Tsun Yip Holdings Limited issued a profit alert indicating that, based on unaudited management accounts for the year ended 31 March 2026, profit attributable to shareholders is expected to reach approximately HK$7.60 million. This contrasts with the HK$11.30 million loss recorded for FY25, marking a clear return to profitability.
Key drivers behind the projected improvement:
1. Revenue Growth • Several existing civil engineering projects entered peak construction phases, lifting overall revenue.

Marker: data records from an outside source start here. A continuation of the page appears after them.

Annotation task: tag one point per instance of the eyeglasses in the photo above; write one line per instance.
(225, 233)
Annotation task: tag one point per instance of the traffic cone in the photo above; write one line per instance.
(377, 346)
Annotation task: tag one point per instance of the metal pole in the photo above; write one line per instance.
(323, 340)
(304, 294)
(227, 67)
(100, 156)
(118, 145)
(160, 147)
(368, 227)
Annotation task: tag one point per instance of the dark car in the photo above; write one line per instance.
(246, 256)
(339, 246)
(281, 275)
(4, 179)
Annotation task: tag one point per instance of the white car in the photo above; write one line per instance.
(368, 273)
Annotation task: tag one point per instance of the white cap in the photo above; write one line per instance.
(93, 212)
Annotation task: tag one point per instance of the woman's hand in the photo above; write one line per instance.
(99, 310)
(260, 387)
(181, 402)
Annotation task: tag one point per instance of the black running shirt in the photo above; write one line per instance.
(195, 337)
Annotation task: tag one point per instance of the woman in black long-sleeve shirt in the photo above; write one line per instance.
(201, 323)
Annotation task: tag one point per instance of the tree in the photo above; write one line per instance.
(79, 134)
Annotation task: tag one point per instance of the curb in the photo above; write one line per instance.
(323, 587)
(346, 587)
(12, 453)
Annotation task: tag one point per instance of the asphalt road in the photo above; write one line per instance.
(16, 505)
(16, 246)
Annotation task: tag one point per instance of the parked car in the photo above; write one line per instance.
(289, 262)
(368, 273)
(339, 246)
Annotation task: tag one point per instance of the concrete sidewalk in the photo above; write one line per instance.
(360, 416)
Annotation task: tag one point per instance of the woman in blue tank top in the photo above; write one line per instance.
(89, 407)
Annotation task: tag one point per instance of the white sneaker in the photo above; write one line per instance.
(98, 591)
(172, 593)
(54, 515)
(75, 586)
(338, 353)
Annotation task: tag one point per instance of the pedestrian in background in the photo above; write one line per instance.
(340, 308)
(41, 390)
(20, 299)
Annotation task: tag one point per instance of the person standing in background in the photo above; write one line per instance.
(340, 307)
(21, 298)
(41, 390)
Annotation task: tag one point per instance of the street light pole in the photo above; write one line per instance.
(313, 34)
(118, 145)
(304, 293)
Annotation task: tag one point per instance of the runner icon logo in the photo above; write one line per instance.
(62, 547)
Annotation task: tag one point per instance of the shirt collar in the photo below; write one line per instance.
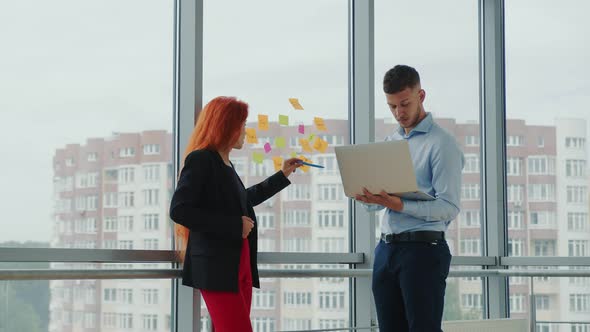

2. Margin Expansion • Gross profit and margin improved as higher-margin projects advanced and subcontracting costs fell following successful finalisation of accounts on a completed project. • The benefit was partly offset by additional costs on projects in maintenance or near completion stages.
3. Credit-Loss Reversal • Provision for expected credit losses dropped significantly compared with the HK$13.20 million charge in FY25, when receivables from a customer under provisional liquidation were impaired.
4. Lower Operating Costs • Administrative expenses declined due to reduced legal and professional fees associated with earlier special transactions and a smaller provision for long-service payments after changes to Hong Kong’s MPF offsetting mechanism.
5. One-off Comparison Effect • The FY26 results will not include the non-recurring HK$17.30 million fair-value gain recognised in FY25 from modifications to a promissory note.
The figures remain subject to audit and review; final FY26 results are scheduled for release on 29 June 2026. Shareholders and investors are advised to exercise caution when dealing in the company’s shares.